I've not been happy with my last few IPA - basically for the last 8 months (when I Brewed one with my brother at his place).

Water additions, a staggered IBU attempt to get the punchy hop aroma, and last beer was keg hopped - an improvement but not a fantastic beer.

What has been my bread-and-butter in terms of I could do it with my eyes closed and better than the commercials has suddenly gotten very ho-hum.

So I've been thinking. I wonder if the 100% 0 min cube hopping is the problem. It seems counter-intuitive that too many late addition can impact on hoppiness, but I wonder if somewhere in the process, no purely or mostly bittering additions don't have a chemical reaction with the wort to render it more likely to absorb the 'hoppy' aspects of hops.

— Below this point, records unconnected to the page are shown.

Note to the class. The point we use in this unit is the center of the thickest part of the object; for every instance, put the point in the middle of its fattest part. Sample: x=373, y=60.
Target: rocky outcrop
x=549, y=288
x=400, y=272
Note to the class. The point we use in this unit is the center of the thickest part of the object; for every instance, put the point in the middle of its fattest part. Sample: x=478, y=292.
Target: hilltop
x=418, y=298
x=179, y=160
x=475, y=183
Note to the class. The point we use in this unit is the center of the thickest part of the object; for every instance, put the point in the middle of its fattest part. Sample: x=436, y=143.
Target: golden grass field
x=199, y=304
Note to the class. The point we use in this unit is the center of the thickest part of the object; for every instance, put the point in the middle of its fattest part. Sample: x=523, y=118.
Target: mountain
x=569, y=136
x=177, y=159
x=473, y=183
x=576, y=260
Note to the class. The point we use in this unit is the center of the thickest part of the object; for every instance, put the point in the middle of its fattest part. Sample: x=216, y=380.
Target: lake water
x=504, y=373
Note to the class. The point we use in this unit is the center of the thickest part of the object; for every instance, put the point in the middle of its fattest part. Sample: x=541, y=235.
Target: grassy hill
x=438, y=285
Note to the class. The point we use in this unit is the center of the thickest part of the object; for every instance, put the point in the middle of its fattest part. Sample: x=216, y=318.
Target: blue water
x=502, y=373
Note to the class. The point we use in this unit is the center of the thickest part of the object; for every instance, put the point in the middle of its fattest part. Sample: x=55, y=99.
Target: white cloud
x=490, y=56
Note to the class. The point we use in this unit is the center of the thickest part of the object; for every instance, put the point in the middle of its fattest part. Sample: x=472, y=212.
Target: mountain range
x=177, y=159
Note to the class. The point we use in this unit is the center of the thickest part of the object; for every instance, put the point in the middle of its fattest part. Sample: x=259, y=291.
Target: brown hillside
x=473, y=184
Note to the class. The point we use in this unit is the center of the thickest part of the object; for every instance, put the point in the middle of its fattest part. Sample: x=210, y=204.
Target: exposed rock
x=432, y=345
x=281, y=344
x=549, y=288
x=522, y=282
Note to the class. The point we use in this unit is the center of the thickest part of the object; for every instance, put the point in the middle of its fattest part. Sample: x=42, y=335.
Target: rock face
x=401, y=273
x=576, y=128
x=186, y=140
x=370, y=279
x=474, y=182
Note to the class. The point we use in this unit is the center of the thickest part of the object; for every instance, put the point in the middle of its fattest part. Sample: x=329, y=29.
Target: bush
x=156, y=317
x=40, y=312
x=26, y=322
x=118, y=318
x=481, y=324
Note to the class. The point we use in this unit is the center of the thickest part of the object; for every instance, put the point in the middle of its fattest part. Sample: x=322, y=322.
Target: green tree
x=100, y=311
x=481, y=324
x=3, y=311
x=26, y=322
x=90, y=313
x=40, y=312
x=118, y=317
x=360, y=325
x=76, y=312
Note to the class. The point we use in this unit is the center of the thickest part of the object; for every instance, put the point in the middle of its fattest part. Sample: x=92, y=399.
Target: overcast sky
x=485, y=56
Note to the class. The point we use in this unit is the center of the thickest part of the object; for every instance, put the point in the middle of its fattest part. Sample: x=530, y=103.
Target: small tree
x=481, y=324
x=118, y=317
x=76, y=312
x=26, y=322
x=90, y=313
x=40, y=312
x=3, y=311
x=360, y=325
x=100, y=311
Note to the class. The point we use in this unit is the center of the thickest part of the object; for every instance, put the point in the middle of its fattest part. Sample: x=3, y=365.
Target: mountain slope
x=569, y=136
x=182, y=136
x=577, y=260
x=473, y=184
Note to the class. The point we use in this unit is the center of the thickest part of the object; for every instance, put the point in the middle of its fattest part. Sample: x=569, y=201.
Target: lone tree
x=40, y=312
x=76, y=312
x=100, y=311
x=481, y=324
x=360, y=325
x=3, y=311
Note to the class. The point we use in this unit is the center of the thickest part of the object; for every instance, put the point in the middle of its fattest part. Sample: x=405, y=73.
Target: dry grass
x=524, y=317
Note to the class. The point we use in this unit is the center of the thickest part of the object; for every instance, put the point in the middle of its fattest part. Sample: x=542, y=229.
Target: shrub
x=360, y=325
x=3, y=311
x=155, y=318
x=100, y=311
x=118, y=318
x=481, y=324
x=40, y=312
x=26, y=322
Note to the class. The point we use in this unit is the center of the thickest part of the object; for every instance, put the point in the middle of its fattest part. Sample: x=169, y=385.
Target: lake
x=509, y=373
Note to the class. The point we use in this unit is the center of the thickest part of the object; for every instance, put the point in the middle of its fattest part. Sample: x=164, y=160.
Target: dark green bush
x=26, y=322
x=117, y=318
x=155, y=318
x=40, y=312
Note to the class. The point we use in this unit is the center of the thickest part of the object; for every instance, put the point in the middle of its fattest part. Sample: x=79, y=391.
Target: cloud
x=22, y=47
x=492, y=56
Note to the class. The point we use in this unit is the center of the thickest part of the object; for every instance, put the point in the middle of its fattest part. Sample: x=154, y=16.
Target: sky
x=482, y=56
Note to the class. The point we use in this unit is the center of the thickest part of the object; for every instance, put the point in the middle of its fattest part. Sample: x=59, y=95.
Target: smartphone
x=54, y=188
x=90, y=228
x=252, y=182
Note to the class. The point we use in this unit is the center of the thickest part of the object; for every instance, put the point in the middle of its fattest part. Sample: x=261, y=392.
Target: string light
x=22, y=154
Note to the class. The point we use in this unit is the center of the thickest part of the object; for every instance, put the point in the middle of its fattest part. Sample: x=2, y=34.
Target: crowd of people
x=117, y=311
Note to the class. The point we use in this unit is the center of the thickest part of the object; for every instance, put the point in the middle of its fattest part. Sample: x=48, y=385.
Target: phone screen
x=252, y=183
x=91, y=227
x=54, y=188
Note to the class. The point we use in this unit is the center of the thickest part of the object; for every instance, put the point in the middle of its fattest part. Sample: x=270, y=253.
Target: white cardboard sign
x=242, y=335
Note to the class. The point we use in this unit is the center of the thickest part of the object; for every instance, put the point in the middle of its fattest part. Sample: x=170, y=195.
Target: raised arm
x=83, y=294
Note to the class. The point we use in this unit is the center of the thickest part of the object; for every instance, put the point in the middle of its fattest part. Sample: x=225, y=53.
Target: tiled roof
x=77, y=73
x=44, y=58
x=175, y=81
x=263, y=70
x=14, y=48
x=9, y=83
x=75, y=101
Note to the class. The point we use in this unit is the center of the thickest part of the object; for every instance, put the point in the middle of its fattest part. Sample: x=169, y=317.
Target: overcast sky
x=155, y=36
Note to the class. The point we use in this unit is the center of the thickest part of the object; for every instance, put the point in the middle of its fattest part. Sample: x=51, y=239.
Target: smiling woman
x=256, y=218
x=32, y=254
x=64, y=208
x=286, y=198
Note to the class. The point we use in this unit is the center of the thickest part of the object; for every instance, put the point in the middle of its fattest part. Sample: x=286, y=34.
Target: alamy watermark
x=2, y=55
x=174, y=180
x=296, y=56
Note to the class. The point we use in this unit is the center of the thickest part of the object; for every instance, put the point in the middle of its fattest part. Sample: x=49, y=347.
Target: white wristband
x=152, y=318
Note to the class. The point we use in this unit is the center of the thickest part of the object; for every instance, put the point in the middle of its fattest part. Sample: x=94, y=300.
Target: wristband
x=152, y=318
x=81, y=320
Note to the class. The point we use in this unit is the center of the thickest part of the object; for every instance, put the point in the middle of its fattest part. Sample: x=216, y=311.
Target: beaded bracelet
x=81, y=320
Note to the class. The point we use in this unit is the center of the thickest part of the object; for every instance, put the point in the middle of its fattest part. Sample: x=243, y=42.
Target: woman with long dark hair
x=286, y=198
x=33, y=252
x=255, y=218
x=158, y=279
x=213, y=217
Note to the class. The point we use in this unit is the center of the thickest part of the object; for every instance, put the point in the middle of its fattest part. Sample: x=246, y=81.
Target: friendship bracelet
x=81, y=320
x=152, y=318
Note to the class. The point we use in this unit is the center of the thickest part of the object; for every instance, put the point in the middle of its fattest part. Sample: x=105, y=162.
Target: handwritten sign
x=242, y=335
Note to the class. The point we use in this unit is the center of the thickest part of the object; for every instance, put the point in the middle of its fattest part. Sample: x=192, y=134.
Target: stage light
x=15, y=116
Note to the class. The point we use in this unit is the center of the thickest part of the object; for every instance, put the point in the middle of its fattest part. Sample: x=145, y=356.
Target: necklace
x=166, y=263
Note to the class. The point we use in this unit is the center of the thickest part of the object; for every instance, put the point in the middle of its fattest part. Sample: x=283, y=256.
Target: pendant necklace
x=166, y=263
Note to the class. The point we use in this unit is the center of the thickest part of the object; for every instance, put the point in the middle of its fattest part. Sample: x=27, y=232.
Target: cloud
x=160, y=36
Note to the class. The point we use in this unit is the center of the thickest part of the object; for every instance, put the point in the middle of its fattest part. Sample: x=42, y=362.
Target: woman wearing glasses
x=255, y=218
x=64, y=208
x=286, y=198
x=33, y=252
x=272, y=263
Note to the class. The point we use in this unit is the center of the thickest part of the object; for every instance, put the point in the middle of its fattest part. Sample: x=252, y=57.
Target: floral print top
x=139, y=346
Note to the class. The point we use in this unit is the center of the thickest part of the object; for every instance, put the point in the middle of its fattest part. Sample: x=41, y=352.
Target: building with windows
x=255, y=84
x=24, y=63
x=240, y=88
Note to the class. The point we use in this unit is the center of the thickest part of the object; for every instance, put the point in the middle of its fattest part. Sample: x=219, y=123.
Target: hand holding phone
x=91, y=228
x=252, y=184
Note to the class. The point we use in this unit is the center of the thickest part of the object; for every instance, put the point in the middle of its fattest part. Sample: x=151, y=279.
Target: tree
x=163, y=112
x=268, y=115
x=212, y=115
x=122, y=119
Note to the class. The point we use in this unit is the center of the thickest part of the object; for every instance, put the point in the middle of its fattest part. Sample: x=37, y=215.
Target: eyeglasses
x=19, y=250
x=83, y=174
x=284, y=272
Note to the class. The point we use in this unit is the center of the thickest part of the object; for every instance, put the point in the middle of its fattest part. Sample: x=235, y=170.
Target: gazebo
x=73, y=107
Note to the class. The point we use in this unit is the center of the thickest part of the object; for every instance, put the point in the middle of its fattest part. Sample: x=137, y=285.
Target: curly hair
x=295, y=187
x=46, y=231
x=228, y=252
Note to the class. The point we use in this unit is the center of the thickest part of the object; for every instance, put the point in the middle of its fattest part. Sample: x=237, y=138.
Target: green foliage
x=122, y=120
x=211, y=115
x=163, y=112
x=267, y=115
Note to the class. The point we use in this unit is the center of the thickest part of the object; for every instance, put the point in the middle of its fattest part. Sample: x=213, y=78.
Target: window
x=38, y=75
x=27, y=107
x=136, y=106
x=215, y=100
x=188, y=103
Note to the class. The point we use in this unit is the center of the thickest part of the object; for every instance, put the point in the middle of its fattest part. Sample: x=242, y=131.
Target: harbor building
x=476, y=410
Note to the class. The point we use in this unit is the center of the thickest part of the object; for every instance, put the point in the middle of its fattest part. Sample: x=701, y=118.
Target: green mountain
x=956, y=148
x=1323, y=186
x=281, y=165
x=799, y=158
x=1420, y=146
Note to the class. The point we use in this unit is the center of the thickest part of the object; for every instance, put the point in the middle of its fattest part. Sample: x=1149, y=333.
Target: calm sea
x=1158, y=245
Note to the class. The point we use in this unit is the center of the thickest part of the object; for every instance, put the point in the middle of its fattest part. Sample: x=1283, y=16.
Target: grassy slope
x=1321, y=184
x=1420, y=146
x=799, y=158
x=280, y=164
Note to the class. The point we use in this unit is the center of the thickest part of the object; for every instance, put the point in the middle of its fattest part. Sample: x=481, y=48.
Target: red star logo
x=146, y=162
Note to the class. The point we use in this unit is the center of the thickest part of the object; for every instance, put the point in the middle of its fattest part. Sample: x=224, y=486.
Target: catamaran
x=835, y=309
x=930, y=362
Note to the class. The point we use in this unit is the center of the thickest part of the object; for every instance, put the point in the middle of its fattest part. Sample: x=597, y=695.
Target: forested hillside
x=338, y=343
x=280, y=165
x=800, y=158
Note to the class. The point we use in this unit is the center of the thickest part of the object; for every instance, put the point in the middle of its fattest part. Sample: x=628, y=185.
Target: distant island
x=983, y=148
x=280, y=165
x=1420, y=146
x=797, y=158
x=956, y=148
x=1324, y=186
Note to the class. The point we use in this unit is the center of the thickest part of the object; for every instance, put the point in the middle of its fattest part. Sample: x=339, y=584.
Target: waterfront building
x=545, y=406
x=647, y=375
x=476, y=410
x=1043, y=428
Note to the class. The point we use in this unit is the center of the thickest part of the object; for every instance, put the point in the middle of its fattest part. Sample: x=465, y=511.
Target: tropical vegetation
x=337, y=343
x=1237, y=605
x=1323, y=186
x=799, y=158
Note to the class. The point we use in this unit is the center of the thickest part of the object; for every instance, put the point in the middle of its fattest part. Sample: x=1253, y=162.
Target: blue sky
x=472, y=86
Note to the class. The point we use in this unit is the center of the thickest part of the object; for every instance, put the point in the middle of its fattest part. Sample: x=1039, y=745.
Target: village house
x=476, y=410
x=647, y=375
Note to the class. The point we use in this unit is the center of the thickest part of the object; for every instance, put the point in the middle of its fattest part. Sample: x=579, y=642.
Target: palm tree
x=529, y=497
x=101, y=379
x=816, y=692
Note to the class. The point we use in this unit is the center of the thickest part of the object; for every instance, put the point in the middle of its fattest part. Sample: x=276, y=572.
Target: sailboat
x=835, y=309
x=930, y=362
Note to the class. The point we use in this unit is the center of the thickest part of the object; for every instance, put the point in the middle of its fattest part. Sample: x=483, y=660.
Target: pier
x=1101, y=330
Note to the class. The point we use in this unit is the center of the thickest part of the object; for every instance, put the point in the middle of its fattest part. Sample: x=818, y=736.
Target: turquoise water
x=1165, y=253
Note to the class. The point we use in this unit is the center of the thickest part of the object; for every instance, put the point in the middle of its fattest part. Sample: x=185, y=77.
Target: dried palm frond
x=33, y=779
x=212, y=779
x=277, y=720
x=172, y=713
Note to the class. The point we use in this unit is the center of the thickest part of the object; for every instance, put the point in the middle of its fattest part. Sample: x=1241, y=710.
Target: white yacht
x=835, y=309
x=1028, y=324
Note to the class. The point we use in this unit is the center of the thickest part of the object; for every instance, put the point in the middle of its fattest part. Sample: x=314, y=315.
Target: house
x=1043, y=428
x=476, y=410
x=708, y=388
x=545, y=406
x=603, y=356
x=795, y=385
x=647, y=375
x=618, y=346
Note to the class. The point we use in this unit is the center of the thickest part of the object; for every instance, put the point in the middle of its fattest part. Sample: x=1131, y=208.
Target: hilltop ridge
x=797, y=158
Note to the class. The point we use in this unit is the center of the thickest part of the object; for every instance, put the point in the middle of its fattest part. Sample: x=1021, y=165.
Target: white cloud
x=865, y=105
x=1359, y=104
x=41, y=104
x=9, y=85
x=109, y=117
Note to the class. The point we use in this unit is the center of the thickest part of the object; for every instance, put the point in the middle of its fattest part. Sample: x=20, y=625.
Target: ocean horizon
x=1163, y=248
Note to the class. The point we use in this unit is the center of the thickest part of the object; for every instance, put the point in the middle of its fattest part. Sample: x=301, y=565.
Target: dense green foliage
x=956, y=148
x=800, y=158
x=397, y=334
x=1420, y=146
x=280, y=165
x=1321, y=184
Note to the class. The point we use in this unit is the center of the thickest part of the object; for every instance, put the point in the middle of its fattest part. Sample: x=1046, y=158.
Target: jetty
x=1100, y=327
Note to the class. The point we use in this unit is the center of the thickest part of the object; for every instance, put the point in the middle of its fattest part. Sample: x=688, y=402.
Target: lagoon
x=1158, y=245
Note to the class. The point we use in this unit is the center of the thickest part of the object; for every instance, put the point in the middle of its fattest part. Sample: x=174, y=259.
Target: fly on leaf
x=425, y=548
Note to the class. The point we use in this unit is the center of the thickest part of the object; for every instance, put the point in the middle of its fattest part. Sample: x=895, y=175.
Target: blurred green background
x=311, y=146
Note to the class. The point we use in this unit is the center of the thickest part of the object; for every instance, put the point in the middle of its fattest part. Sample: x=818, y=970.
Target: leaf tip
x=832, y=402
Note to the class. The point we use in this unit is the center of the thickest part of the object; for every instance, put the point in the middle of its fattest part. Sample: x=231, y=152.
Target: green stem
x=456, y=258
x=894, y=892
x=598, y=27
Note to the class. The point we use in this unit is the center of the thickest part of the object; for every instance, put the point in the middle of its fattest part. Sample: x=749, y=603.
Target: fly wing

Whether that is break formation, or some other aspect of isomerisation.

Reason is, that the staggered IBU beer ended up being less 'hoppy' - from a purely subjective point of view, despite the pure time x hops factor indicating that it should be otherwise, hence my conclusion above that there are other factors regarding wort stabilisation that may contribute.

I'll experiment with that, say 20IBU of bittering and then no-chill cube hop the rest.
 
When no chill cube hopping, for your 20 IBU do you just boil that for an hour per normal, but nothing else until the cube?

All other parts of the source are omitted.